China's Wanda to buy U.S. cinema chain AMC for $2.6 billion
BEIJING/HONG KONG (Reuters) - Chinese conglomerate Dalian Wanda Group agreed to buy AMC Entertainment for $2.6 billion, including debt, making it the biggest theater operator in the United States.
The deal, the largest overseas acquisition by a privately held Chinese company, reflects the warming ties between the U.S. and Chinese movie industries after China agreed in February to open its cinemas to more American films.
The purchase will mark Wanda's first investment outside of China and its first foray into the United States and Canada, the world's biggest film market with ticket sales of $10.2 billion. Chinese cinemas trailed with $2.1 billion in revenue last year.
"For Wanda, the deal may allow it to secure more Hollywood movies for distribution in China in the long run," said Steve Chow, an analyst with Kingsway Research in Hong Kong.

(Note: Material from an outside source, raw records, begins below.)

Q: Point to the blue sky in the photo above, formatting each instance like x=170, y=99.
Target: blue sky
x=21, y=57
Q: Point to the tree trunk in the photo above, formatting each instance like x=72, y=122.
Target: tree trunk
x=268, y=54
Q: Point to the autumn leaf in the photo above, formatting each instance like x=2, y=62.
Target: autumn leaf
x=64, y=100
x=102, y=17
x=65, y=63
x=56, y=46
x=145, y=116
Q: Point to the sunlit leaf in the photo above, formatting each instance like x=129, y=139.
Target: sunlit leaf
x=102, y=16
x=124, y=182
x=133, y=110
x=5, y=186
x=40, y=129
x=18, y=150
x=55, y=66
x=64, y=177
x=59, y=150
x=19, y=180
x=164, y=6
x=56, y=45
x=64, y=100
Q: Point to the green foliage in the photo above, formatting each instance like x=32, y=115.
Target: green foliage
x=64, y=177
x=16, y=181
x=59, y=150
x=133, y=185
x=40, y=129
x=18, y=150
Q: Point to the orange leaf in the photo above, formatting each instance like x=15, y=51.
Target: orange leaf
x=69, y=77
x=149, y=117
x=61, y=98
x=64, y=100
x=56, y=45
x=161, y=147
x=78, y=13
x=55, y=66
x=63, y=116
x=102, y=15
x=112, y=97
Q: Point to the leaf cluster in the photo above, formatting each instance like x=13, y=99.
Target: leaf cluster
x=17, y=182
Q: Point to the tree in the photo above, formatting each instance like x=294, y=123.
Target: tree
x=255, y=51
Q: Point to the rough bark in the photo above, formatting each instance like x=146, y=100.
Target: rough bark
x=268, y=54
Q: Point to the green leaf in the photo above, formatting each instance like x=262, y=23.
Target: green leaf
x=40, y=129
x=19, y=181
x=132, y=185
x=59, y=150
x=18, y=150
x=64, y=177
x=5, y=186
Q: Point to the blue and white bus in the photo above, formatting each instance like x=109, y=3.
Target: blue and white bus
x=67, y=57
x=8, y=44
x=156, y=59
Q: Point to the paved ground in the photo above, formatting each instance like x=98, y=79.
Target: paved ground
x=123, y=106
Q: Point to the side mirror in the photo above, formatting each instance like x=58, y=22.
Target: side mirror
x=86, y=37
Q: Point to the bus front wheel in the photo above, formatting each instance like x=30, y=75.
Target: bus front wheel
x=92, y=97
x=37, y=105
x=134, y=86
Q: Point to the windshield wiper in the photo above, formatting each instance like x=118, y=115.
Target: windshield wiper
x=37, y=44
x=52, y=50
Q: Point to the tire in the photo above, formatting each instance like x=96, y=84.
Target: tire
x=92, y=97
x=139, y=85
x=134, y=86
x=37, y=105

"Cinema operation is a growing business in China as people are willing to spend on entertainment as their income increases. In the U.S., it is a defensive business which generates a relatively steady income," Chow said.
AMC and Wanda had held off-and-on discussions about a possible deal more than a year ago. Talks grew serious after AMC, the world's largest operator of IMAX screens, cancelled its plans to go public, according to media reports.
The acquisition by Wanda, controlled by billionaire Wang Jianlin, will include about $1.9 billion of net debt, a source with knowledge of the matter said. AMC is partly owned by Apollo Investment Fund and Carlyle Group (CG.O).
"Wanda has also made a commitment to invest up to $500 million for operations," Wang, who is also Wanda's chief executive, told reporters in Beijing on Monday.
"We will continue to invest cash after the merger. The cash will be used for updating hardware and reducing debt," Wang said.
Wanda, which has interests in commercial properties, luxury hotels, tourism and department stores, holds $35 billion in assets, with annual revenue reaching $16.7 billion.
The deal also highlights the rising appetite of Chinese private sector companies for overseas assets. China's state owned enterprises have so far dominated large global acquisitions.
Earlier this year, privately owned Sany heavy Industry (600031.SS), controlled by China's richest man Liang Wengen, agreed to buy Germany pump maker Putzmeister for 360 million euros ($472 million).
The deal will surpass Chinese computer maker Lenovo Group Ltd's $1.75 billion purchase of IBM's IMB.N personal computing business in 2004, according to Thomson Reuters data.
James Roy, a senior analyst with Shanghai-based China Market Researchers, described Wanda's move into international cinema operations as "very significant."
"AMC has a very established worldwide network of cinema and will give them an established brand," Roy said. "It is a good opportunity for the acquiring company to gain knowhow and potentially to leverage that in their home market."
Wanda operates 86 theatres with 730 screens.
There could be more Chinese films shown through AMC following the acquisition, said Craig Ramsey, AMC's executive vice president and chief financial officer.
"We serve a diverse audience," Ramsey said. "There's a lot of Hispanic, a lot of African American, there's a lot of Asian. They like western products but they also like their own home-created products."
In February, DreamWorks Animation (DWA.O) announced a landmark deal to build a production studio in Shanghai.
Last week, News Corp (NWSA.O) agreed to buy nearly 20 percent of Chinese film distributor and theatre operator Bona Film Group Ltd (BONA.O) for undisclosed terms.
Citigroup (C.N) advised AMC in the deal, while Ernst & Young was Wanda's advisor. Citigroup is now No. 4 in the Asia-Pacific ex-Japan M&A league table ranking so far this year, compared with No. 10 a year earlier, according to Thomson Reuters data.
In its due diligence, Wanda considered AMC's overall losses in 2010 and 2011.
"According to our evaluations, the reason for the losses is not that AMC management has problems," he said. "The main problem is it has too high a debt ratio. So we believe after the merger, things will look good."
AMC, especially in 2011, faced high fixed costs of maintaining so many theatres and a lack of hits from Hollywood, the main source of the company's films, Chief Executive Gerry Lopez said.
But the films "The Lorax" and "The Hunger Games" boosted AMC's revenue in March, the company's best March ever, while the blockbuster "The Avengers" made for a robust May, he said.
As of the end of last year, the second-biggest U.S. cinema chain operated 347 theatres with 5,048 screens. Revenues reached $2.5 billion.
Tennessee-based Regal Entertainment Group (RGC.N), the largest, operated 527 theatres with 6,614 screens. Sales totaled $2.7 billion.
AMC's management team at its Kansas City, Missouri headquarters and the company's 18,500 employees will not be affected by the deal.
The movie chain is owned by an investment group that includes Bain Capital, CCMP Capital Advisors and Spectrum Equity Capital.